20.1  Both parties shall comply with all applicable data protection legislation, including the UK General Data Protection Regulation (UK GDPR) and the Data Protection Act 2018 (in each case as amended from time to time).

20.2  Framework Agreement. In relation to any personal data processed by the Company on behalf of the Customer (including end-customer fulfilment data such as recipient names and delivery addresses), the parties agree to govern such processing strictly under the terms of the Cloud9 Data Processing Agreement.

20.3 Incorporation by Reference. The Customer expressly acknowledges and agrees that the Cloud9 Data Processing Agreement hosted publicly at https://www.cloud9fulfilment.co.uk/legal/dpa (as updated from time to time, with the version in force at the Effective Date applying to this Agreement) is fully incorporated into, forms an integral part of, and is supplemental to these Conditions. By signing the Account Form, accepting these Conditions, or otherwise continuing to utilize the Company’s Services, the Customer expressly accepts and agrees to be bound by the terms of the hosted Data Processing Agreement. 

20.4  Conflict. The terms of the incorporated Data Processing Agreement shall prevail over this Clause 20 and any other provision of these Conditions in the event of any conflict or inconsistency relating specifically to the processing of personal data.

21. Governing Law

21.1  This Agreement shall be governed by and construed in accordance with the laws of England and Wales.

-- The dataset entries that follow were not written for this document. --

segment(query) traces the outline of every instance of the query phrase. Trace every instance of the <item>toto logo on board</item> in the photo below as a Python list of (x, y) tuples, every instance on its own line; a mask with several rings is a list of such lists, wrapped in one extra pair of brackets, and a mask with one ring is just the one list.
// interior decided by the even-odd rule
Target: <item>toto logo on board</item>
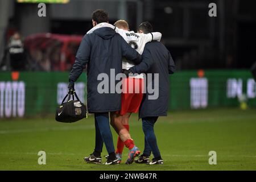
[(22, 117), (25, 113), (25, 83), (0, 82), (0, 118)]

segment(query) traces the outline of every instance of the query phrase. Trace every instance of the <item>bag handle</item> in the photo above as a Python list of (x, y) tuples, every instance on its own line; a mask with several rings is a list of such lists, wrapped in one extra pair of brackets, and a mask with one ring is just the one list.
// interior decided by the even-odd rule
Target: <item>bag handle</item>
[(63, 104), (64, 102), (65, 102), (65, 100), (66, 100), (67, 97), (68, 97), (68, 101), (70, 100), (70, 98), (71, 98), (71, 96), (72, 96), (72, 99), (74, 101), (75, 100), (75, 96), (76, 97), (77, 101), (81, 102), (80, 100), (77, 96), (77, 94), (76, 93), (76, 90), (70, 90), (68, 92), (68, 94), (65, 96), (64, 98), (63, 98), (63, 100), (61, 102), (61, 105)]

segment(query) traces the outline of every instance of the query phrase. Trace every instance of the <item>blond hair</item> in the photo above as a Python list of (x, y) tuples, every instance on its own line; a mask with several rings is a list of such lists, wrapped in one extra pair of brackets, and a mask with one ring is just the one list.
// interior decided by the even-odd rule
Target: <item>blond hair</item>
[(128, 24), (128, 23), (126, 20), (119, 20), (117, 21), (114, 25), (116, 26), (118, 28), (125, 28), (125, 29), (129, 29), (129, 26)]

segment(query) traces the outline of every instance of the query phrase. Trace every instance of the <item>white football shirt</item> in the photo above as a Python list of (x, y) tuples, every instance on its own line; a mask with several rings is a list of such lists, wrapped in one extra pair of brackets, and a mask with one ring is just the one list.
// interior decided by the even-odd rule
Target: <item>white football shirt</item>
[[(134, 31), (129, 31), (121, 28), (118, 28), (113, 25), (108, 23), (101, 23), (96, 25), (95, 27), (90, 30), (86, 34), (92, 34), (93, 31), (98, 28), (102, 27), (110, 27), (114, 29), (117, 33), (120, 34), (121, 36), (126, 41), (126, 42), (134, 48), (139, 54), (142, 55), (144, 51), (145, 45), (149, 42), (152, 40), (157, 40), (160, 42), (162, 38), (162, 34), (160, 32), (152, 32), (152, 34), (139, 34), (135, 33)], [(129, 69), (131, 67), (135, 66), (131, 61), (129, 61), (125, 59), (123, 59), (122, 68)], [(138, 75), (132, 77), (137, 78), (143, 78), (142, 74)]]

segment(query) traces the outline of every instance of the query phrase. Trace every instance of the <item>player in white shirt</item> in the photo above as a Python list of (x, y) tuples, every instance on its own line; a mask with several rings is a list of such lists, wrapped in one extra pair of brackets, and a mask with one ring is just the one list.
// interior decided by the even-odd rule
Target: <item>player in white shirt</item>
[[(160, 41), (162, 34), (152, 32), (151, 34), (135, 33), (130, 31), (128, 23), (125, 20), (118, 20), (114, 26), (108, 23), (101, 23), (94, 27), (87, 34), (91, 34), (94, 30), (101, 27), (110, 27), (121, 35), (131, 46), (140, 54), (142, 54), (147, 43), (152, 40)], [(135, 65), (127, 60), (123, 60), (122, 68), (129, 69)], [(129, 86), (131, 84), (133, 85)], [(123, 92), (121, 96), (121, 109), (119, 111), (111, 114), (111, 125), (115, 129), (119, 136), (115, 154), (119, 162), (122, 160), (122, 154), (125, 145), (130, 150), (126, 164), (131, 164), (134, 158), (139, 155), (140, 151), (134, 143), (129, 132), (129, 118), (132, 113), (138, 113), (143, 96), (144, 81), (142, 74), (129, 77), (122, 80)], [(130, 89), (129, 89), (130, 88)], [(136, 93), (139, 89), (139, 93)]]

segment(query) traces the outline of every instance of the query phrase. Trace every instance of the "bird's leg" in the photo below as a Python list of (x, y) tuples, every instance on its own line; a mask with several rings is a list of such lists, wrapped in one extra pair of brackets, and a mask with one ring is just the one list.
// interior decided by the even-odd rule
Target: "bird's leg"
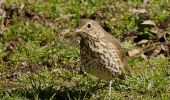
[(109, 100), (110, 100), (110, 97), (111, 97), (111, 91), (112, 91), (112, 80), (109, 81)]

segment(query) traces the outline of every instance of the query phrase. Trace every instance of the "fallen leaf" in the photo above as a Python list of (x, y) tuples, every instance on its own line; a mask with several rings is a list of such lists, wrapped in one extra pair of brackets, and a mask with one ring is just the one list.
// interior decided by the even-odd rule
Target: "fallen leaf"
[(135, 14), (135, 13), (146, 13), (146, 9), (136, 9), (136, 8), (131, 8), (129, 9), (129, 12)]
[(145, 20), (141, 23), (142, 25), (149, 25), (149, 26), (156, 26), (154, 21), (151, 20)]
[(136, 49), (133, 49), (131, 51), (128, 51), (128, 55), (131, 57), (131, 56), (134, 56), (134, 55), (136, 55), (136, 54), (138, 54), (140, 52), (141, 52), (141, 49), (136, 48)]

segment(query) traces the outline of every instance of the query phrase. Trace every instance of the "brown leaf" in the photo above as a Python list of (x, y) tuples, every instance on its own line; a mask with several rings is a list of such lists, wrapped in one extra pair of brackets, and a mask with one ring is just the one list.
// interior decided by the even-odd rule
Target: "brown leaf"
[(145, 20), (141, 23), (142, 25), (149, 25), (149, 26), (156, 26), (154, 21), (151, 20)]
[(136, 48), (136, 49), (133, 49), (131, 51), (128, 51), (128, 55), (131, 57), (131, 56), (134, 56), (136, 54), (139, 54), (140, 52), (141, 52), (141, 49)]
[(146, 9), (136, 9), (136, 8), (131, 8), (129, 9), (129, 12), (135, 14), (135, 13), (146, 13)]

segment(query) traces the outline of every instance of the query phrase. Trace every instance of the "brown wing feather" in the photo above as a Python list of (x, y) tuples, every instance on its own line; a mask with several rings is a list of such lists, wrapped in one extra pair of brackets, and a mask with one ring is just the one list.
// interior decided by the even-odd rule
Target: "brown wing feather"
[[(116, 46), (117, 48), (117, 51), (118, 51), (118, 56), (120, 57), (120, 59), (122, 59), (122, 63), (123, 63), (123, 67), (124, 69), (122, 69), (123, 73), (130, 73), (130, 69), (129, 69), (129, 66), (128, 66), (128, 63), (127, 63), (127, 59), (126, 59), (126, 55), (125, 55), (125, 52), (123, 51), (122, 47), (121, 47), (121, 44), (120, 42), (114, 37), (112, 36), (111, 34), (107, 33), (107, 35), (105, 35), (108, 39), (109, 42), (113, 43), (114, 46)], [(120, 76), (120, 77), (124, 77), (123, 76)]]

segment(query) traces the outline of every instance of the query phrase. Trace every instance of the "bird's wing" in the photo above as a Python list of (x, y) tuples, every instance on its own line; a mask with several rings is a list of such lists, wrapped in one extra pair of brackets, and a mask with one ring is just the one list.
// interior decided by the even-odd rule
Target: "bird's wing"
[(122, 60), (122, 63), (123, 63), (123, 74), (124, 73), (130, 73), (130, 69), (129, 69), (129, 66), (128, 66), (128, 62), (127, 62), (127, 59), (126, 59), (126, 55), (125, 55), (125, 52), (123, 51), (122, 47), (121, 47), (121, 44), (120, 42), (111, 34), (109, 33), (106, 33), (108, 35), (107, 36), (107, 40), (111, 43), (113, 43), (113, 45), (116, 47), (117, 49), (117, 52), (118, 52), (118, 56), (119, 58)]

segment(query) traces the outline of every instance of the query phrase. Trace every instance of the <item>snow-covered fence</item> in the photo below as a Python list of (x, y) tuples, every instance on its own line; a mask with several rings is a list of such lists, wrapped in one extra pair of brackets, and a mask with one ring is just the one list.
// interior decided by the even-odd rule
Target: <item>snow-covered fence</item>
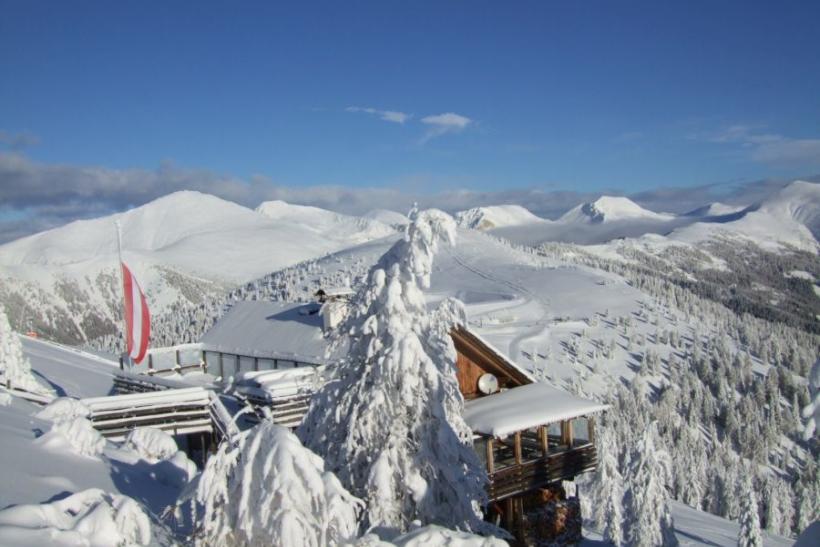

Subject to the arbitration provisions in Clause 13, the parties submit to the exclusive jurisdiction of the English courts.

22. Severability

22.1  If any provision of this Agreement is held by a competent authority to be invalid, illegal, or unenforceable, the remaining provisions shall continue in full force and effect. The parties shall negotiate in good faith to replace any such provision with one that is valid, enforceable, and reflects the original commercial intent.

23. Entire Agreement

23.1  This Agreement, together with the Agreed Pricing Schedule and the signed Account Form, constitutes the entire agreement between the parties and supersedes all prior discussions, representations, and agreements (whether oral or written) relating to its subject matter.

23.2  Each party acknowledges that it has not relied on any statement or representation not expressly set out in this Agreement, save in respect of fraud or fraudulent misrepresentation.

24. Assignment

24.1  The Customer may not assign, transfer, charge, or sub-contract any of its rights or obligations under this Agreement without the prior written consent of the Company (such consent not to be unreasonably withheld).

24.2  The Company may assign or transfer its rights and obligations to any successor in business or group company on written notice to the Customer.

25. Third Party Rights

25.1  A person who is not a party to this Agreement has no rights under the Contracts (Rights of Third Parties) Act 1999 to enforce any term of it, except that authorised sub-contractors of the Company shall be entitled to the benefit of Clause 2.5.